Pakistan’s economy in on the verge of collapse as thousands of containers are stuck up at the seaports due to the severe shortage of dollars, a report published in the Financial Times warned on Thursday.
Analysts warn that Pakistan’s economic situation is becoming untenable and is at risk of following Sri Lanka, where a lack of foreign reserves triggered severe shortages of essential goods and eventually led to a default in May, the British daily said.
The report quoted officials as saying that factories such as textile manufacturers were closing or cutting hours to conserve energy and resources.
The difficulties were compounded by a nationwide blackout on Monday that lasted more than 12 hours. “Already a lot of industries have closed down, and if those industries don’t restart soon, some of the losses will be permanent,” Sakib Sherani, founder of Macro Economic Insights in Islamabad, told FT.

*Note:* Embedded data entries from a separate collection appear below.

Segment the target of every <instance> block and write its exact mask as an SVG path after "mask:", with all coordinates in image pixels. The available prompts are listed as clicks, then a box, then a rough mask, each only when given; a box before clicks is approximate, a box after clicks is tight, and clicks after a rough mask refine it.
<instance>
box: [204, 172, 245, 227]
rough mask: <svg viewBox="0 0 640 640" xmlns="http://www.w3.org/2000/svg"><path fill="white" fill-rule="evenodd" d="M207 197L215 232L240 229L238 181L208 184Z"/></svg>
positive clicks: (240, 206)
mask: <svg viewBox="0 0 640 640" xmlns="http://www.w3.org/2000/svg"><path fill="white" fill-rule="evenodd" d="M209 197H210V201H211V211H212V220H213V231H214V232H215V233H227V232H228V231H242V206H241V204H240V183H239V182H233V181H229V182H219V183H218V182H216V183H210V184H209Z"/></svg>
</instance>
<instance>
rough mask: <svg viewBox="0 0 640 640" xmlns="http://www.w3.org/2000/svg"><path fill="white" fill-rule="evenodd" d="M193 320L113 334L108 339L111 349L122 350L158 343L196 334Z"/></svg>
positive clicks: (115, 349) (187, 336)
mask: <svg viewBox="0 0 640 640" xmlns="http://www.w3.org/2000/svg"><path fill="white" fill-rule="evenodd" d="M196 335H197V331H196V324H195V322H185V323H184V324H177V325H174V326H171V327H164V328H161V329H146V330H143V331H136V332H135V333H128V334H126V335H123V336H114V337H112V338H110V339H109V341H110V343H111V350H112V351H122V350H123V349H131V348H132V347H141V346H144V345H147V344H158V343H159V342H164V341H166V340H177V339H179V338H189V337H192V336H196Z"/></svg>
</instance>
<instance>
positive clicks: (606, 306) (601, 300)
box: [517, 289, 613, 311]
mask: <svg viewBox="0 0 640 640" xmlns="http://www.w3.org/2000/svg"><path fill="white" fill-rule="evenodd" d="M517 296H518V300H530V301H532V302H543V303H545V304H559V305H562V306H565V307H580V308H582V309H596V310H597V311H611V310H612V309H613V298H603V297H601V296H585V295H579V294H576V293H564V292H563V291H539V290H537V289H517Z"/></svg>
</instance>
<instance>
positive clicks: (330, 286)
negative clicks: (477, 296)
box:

Foreign reserves held by the central bank have dropped to under $5 billion, less than a full month of imports with the federal government remains in a deadlock with the IMF over reviving a $7 billion bailout package that stalled last year.
“Every day matters now. It’s simply not clear what the way out is,” FT qouted Abid Hasan, a former adviser to the World Bank, as saying. “Even if they get a billion [dollars] or two to roll over . . . things are so bad that it’s going to be just a Band-Aid at best.”
Planning Minister Ahsan Iqbal told the Financial Times that the country had “drastically” reduced imports in an attempt to conserve foreign currency.
Analysts said this included restricting banks from opening letters of credit for importers, leading a steel industry body this week to threaten halting production.
The IMF and the PM Shehbaz Sharif-led government are at loggerheads over the former’s demand that Pakistan accepts economic reforms such as raising subsidised energy prices.
“If we just comply with the IMF conditionalities, as they want, there will be riots in the streets,” Iqbal told FT. “We need a staggered programme . . . The economy and society cannot absorb the shock or cost of a front-loaded programme.”